NSGConstantQ Examples¶
This notebook provides practical examples of using the NSGConstantQ algorithm.
import numpy as np
import matplotlib.pyplot as plt
from essentia import Pool
from essentia import run
import essentia.streaming as streaming
import essentia.standard as standard
%matplotlib inline
plt.rcParams['figure.figsize'] = (8.0, 6.0)
eps = np.finfo(np.float64).eps
Configuring the algorithm¶
In this example the algorithm is configured to analyse a fragment of
male singing voice. The frequency range we want to analyze is set
accordingly. The minimum frequency is set to match the freqeuncy of a
note (C2 in this case). The binsPerOctave
is set to a miltiple of 12
so that the frequency channels (bands) we want to compute match
subdivisions of an equal tempered scale (in our case, 4 bins per
semitone).
rasterize
controls the interpolation on the frequency channels. When
set to ‘full’, frequency channels will have the same lengths. The ‘full’

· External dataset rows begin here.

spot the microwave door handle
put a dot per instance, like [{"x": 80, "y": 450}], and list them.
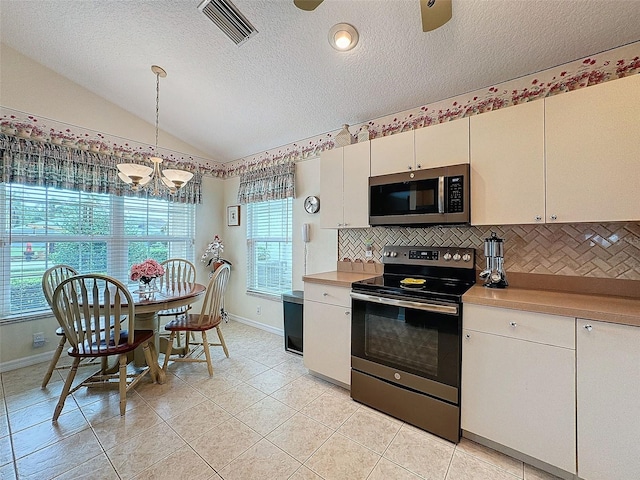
[
  {"x": 440, "y": 194},
  {"x": 428, "y": 307}
]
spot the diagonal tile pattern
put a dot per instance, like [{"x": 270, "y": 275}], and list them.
[
  {"x": 602, "y": 250},
  {"x": 251, "y": 420}
]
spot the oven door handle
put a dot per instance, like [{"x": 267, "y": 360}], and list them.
[{"x": 428, "y": 307}]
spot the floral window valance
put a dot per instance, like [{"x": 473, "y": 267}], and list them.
[
  {"x": 31, "y": 162},
  {"x": 262, "y": 182}
]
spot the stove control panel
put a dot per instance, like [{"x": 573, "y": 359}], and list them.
[{"x": 435, "y": 256}]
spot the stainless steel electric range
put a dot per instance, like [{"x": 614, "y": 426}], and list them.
[{"x": 406, "y": 336}]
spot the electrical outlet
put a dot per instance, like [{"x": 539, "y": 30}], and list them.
[{"x": 39, "y": 340}]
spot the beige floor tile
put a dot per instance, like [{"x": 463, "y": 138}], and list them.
[
  {"x": 212, "y": 387},
  {"x": 420, "y": 452},
  {"x": 265, "y": 415},
  {"x": 330, "y": 410},
  {"x": 386, "y": 470},
  {"x": 533, "y": 473},
  {"x": 489, "y": 455},
  {"x": 199, "y": 419},
  {"x": 371, "y": 429},
  {"x": 38, "y": 413},
  {"x": 340, "y": 458},
  {"x": 303, "y": 473},
  {"x": 60, "y": 457},
  {"x": 33, "y": 396},
  {"x": 113, "y": 430},
  {"x": 6, "y": 451},
  {"x": 182, "y": 463},
  {"x": 261, "y": 461},
  {"x": 300, "y": 436},
  {"x": 269, "y": 381},
  {"x": 133, "y": 455},
  {"x": 238, "y": 398},
  {"x": 223, "y": 444},
  {"x": 98, "y": 468},
  {"x": 8, "y": 472},
  {"x": 468, "y": 467},
  {"x": 46, "y": 433}
]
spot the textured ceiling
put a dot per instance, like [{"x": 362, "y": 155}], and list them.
[{"x": 286, "y": 83}]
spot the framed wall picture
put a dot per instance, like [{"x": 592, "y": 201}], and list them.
[{"x": 233, "y": 215}]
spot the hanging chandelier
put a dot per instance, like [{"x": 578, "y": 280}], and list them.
[{"x": 141, "y": 176}]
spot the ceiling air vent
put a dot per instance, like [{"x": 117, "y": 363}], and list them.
[{"x": 227, "y": 17}]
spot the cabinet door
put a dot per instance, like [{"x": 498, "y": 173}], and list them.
[
  {"x": 443, "y": 144},
  {"x": 592, "y": 142},
  {"x": 392, "y": 154},
  {"x": 608, "y": 381},
  {"x": 331, "y": 183},
  {"x": 327, "y": 340},
  {"x": 356, "y": 185},
  {"x": 521, "y": 395},
  {"x": 507, "y": 166}
]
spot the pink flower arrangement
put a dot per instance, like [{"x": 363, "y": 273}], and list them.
[{"x": 146, "y": 271}]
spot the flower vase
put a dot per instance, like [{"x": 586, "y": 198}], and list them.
[{"x": 147, "y": 288}]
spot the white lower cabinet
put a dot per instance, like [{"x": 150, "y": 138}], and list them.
[
  {"x": 518, "y": 382},
  {"x": 608, "y": 384},
  {"x": 327, "y": 331}
]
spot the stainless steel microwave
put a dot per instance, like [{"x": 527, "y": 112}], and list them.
[{"x": 433, "y": 196}]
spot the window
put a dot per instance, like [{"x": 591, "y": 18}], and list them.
[
  {"x": 269, "y": 246},
  {"x": 41, "y": 227}
]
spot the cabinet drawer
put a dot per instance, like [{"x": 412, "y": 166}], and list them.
[
  {"x": 534, "y": 327},
  {"x": 330, "y": 294}
]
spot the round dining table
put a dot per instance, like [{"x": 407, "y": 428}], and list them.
[{"x": 166, "y": 297}]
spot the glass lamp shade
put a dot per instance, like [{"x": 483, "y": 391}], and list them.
[{"x": 176, "y": 178}]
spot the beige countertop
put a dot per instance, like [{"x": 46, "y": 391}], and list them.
[
  {"x": 607, "y": 308},
  {"x": 340, "y": 279}
]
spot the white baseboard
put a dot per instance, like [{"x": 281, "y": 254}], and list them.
[
  {"x": 253, "y": 323},
  {"x": 25, "y": 361}
]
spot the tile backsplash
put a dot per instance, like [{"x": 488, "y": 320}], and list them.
[{"x": 601, "y": 250}]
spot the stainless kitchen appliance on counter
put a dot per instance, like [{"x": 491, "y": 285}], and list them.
[
  {"x": 494, "y": 275},
  {"x": 406, "y": 336},
  {"x": 431, "y": 196}
]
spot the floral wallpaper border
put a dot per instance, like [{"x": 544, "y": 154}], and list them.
[{"x": 592, "y": 70}]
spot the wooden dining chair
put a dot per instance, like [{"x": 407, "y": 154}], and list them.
[
  {"x": 81, "y": 304},
  {"x": 211, "y": 315},
  {"x": 50, "y": 280},
  {"x": 177, "y": 270}
]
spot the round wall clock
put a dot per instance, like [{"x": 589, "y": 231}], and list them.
[{"x": 312, "y": 204}]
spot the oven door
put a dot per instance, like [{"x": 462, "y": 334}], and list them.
[{"x": 412, "y": 343}]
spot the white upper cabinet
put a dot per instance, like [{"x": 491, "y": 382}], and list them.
[
  {"x": 392, "y": 154},
  {"x": 507, "y": 166},
  {"x": 344, "y": 187},
  {"x": 593, "y": 153},
  {"x": 435, "y": 146},
  {"x": 443, "y": 144}
]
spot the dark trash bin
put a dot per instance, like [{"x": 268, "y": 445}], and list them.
[{"x": 293, "y": 303}]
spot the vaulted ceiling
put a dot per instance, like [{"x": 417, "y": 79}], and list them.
[{"x": 286, "y": 83}]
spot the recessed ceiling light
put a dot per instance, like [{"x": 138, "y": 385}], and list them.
[{"x": 343, "y": 37}]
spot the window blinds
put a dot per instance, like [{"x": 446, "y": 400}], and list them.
[
  {"x": 269, "y": 246},
  {"x": 92, "y": 232}
]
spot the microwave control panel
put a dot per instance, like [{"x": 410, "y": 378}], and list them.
[{"x": 455, "y": 191}]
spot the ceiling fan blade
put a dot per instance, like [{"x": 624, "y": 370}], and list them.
[
  {"x": 307, "y": 5},
  {"x": 435, "y": 13}
]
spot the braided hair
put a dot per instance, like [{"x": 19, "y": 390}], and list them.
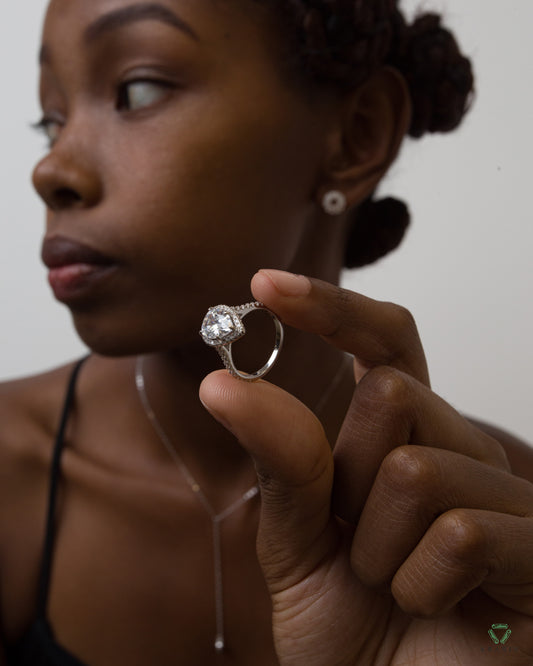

interpolation is mandatory if one wants to stream frames in the
streaming mode.
If one wants to perform transformations in the constant-Q domain and then go back to the time domain, both direct and inverse algorithms (NSGConstantQ and NSGIConstantQ) should be configured with exactly the same parameters. The easiest way to do this is to use a dictionary for configuring both algorithms’ parameters.
kwargs = {
'inputSize': 4096,
'minFrequency': 65.41,
'maxFrequency': 6000,
'binsPerOctave': 48,
'sampleRate': 44100,
'rasterize': 'full',
'phaseMode': 'global',
'gamma': 0,
'normalize': 'none',
'window': 'hannnsgcq',
}
Standard mode¶
Standard mode is very simple to use. In this example we transform a
singing voice into the Gabor domain and then compute back its time
representation. It is important to configure both algorithms with the
same parameters. It is especially important to set inputSize
so that
the inverse algorithm is able to reconstruct the input signal.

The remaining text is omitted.